Hawaii's electricity price of $0.37 per kilowatt-hour equates to a $334 monthly electricity bill for the average consumer, according to calculations based on EIA data. That comes out to more than $4,000 per year spent on electricity.
But why Hawaii of all places, you ask? Much like the U.S. Virgin Islands, American Samoa, Puerto Rico and Guam, the islands largely rely on expensive oil imports to fuel electricity generation.
The good news for those back on the mainland is that the lower 48 states do not rely on oil to anywhere near the same extent.
The bad news? Residential electricity prices have risen from a national average of $0.0725 per kilowatt-hour at the start of 2001 to the aforementioned $0.1284 per kilowatt-hour in May 2014.
Electricity rates across the country are expected to continue increasing under pressure from environmental regulations, the cost of grid modernization and stagnant load growth.
But as utility rates go up and the costs of emerging technologies come down, the economics of non-utility alternatives such as solar-plus-storage will become increasingly attractive. Hence, the utility death spiral.
Today, there are only two places in the U.S. where the price of rooftop solar is below the current utility rates.
There’s Hawaii — where fuel costs are driving up the price of grid power. And there’s ConEd's service territory in New York — where the cost of solar is well below the utility's $0.2565 per kilowatt-hour rate for residential consumers at $0.18 to $0.23 per kilowatt-hour, according to Sanford Bernstein.

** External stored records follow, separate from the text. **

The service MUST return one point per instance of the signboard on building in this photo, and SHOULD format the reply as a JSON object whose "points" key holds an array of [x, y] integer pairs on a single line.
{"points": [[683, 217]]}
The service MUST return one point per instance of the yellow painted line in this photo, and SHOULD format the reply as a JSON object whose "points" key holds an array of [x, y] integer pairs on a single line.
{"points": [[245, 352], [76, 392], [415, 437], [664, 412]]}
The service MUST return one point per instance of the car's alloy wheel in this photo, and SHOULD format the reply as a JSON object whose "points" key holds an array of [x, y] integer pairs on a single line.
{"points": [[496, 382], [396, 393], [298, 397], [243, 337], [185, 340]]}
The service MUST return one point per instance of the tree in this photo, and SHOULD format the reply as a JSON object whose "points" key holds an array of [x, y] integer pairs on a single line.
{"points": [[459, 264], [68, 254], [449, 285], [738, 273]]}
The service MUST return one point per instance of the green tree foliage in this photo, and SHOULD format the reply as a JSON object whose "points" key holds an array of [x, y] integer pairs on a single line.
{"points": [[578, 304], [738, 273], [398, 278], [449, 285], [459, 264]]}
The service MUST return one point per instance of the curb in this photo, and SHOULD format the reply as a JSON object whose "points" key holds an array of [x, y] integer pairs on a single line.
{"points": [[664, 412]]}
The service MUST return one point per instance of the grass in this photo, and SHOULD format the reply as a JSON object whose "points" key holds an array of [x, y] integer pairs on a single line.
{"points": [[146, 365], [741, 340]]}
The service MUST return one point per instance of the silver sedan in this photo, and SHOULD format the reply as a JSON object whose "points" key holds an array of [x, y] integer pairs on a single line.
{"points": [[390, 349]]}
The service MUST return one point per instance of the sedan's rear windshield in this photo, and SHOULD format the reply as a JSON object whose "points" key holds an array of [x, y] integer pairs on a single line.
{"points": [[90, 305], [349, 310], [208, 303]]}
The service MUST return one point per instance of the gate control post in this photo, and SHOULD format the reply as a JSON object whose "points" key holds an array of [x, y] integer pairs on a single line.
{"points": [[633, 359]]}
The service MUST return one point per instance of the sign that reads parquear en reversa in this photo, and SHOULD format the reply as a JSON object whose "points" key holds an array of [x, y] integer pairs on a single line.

That’s the so-called tipping point for utilities and their customers. As soon as distributed energy resources can cut customers' energy costs without innovative financing schemes and subsidies, the electric power industry will have entered a new paradigm.
It should come as no surprise, then, that these two regions — Hawaii and New York — have both started on two of the most significant reforms of the grid in years. Notably, these reforms both aim to lower electricity prices by encouraging the utilities to better integrate distributed energy resources onto their grids.
The rest of the industry will be watching.
Editor's Note: An earlier version of this article incorrectly identified California as the state with the fourth highest electricity prices. California actually has the sixth highest electricity prices in the country, behind Connecticut and Vermont.